Маркиза де Сад: Новеллы. Драмы | страница 8



Не помогали ни Медитация о Лотосовом Троне Господа, ни Созерцание Всемирного Единства, ни Созерцание Частиц Мироздания. На что бы ни устремлял свой взор старец, он видел перед собой прекрасное лицо Императорской Наложницы. Стоило монаху взглянуть на воды озера, и сквозь мелкую рябь сразу проступал все тот же сияющий лик.

Дальнейшее угадать нетрудно. Убедившись, что концентрация душевных усилий только усугубляет положение дел, старец решил прибегнуть к противоположному средству — расслабиться и ни о чем не думать. Его напугала столь непостижимая загадка: размышления о божественном вводили сердце в еще больший соблазн. Однако и намеренное приглушение работы души и мысли не принесло облегчения. Монах понял, как глубоко увяз он в трясине греха.

Тогда старец, не в силах вынести душевных мук, принял решение лечить подобное подобным и дал своему воображению полную волю.

Перед его мысленным взором Императорская Наложница предстала в сотне разных обличий — одно торжественней и величественней другого. Старик сам не мог понять, почему ему доставляет такое блаженство лицезреть предмет своей страсти столь возвышенным, а стало быть, далеким и недоступным. Ведь куда естественней было бы думать об Императорской Наложнице как об обычной женщине из плоти и крови. Так — по крайней мере в фантазиях — он мог бы насладиться ее любовью.

После долгих раздумий монах понял, что Императорская Наложница для него — не сосуд из плоти и даже не чудесное видение, а нечто совсем иное: воплощение реальной жизни, сути вещей. Конечно, довольно странно было искать ключ к сути вещей в земной женщине… Долгие годы душевной тренировки не прошли для монаха даром.

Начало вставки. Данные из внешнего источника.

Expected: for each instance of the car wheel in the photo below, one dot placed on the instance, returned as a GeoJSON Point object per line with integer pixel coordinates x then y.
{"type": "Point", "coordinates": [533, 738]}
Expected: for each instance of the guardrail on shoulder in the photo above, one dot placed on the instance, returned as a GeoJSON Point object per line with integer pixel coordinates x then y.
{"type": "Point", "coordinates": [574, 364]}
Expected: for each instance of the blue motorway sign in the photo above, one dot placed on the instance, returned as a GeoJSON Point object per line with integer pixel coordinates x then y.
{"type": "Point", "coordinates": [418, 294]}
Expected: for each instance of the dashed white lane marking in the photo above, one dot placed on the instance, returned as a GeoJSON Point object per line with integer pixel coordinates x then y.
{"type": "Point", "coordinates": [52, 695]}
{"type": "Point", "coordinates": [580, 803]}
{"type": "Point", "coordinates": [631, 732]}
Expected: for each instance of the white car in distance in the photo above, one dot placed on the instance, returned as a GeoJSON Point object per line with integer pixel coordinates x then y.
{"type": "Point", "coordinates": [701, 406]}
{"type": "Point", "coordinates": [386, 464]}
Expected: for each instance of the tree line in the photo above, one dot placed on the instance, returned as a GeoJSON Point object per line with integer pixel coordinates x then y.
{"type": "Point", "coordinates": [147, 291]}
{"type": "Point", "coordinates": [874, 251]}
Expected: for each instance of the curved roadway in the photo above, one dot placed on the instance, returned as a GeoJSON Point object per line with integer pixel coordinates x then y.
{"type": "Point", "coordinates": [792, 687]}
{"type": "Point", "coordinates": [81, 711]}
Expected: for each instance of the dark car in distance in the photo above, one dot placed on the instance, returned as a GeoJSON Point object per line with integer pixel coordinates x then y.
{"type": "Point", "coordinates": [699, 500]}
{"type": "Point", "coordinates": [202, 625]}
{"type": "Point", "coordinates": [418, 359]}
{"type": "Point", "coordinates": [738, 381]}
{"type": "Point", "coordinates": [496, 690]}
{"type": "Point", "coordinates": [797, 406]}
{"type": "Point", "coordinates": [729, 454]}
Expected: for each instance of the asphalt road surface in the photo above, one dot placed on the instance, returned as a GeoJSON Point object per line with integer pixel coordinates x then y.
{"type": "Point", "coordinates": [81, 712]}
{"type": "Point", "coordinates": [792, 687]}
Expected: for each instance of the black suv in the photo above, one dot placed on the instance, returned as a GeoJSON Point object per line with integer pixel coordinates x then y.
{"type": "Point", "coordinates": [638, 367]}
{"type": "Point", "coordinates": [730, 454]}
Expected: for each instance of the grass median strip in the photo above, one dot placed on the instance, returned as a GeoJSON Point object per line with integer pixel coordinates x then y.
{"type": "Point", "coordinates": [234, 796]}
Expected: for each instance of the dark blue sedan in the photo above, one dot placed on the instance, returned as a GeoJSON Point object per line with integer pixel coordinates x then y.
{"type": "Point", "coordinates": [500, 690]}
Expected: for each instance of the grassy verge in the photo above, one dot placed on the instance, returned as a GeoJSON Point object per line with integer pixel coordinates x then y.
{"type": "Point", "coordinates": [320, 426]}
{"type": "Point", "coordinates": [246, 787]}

Даже пав жертвой любви, он не отказался от привычки постигать природу явлений через абстракцию. Образ Императорской Наложницы слился для него воедино с Райским Лотосом размером в двести пятьдесят юдзюнов. Точнее говоря, монах видел красавицу возлежащей среди гигантских лепестков, и была она больше самой горы Сумеру, больше целого царства.

Чем выше и недоступнее возносил старец свою любовь, тем больше предавал он Господа. Ведь ее недоступность означала невозможность достичь Просветления. Вера в обреченность этой любви усиливала в душе монаха сумасбродное упрямство и греховность помыслов. Если бы существовала хоть самая слабая надежда на взаимность, ему было бы легче вернуться на истинный путь. Но увы — безнадежная любовь разлилась в сердце старца бескрайним озером, и его недвижные воды покрыли всю твердь без остатка.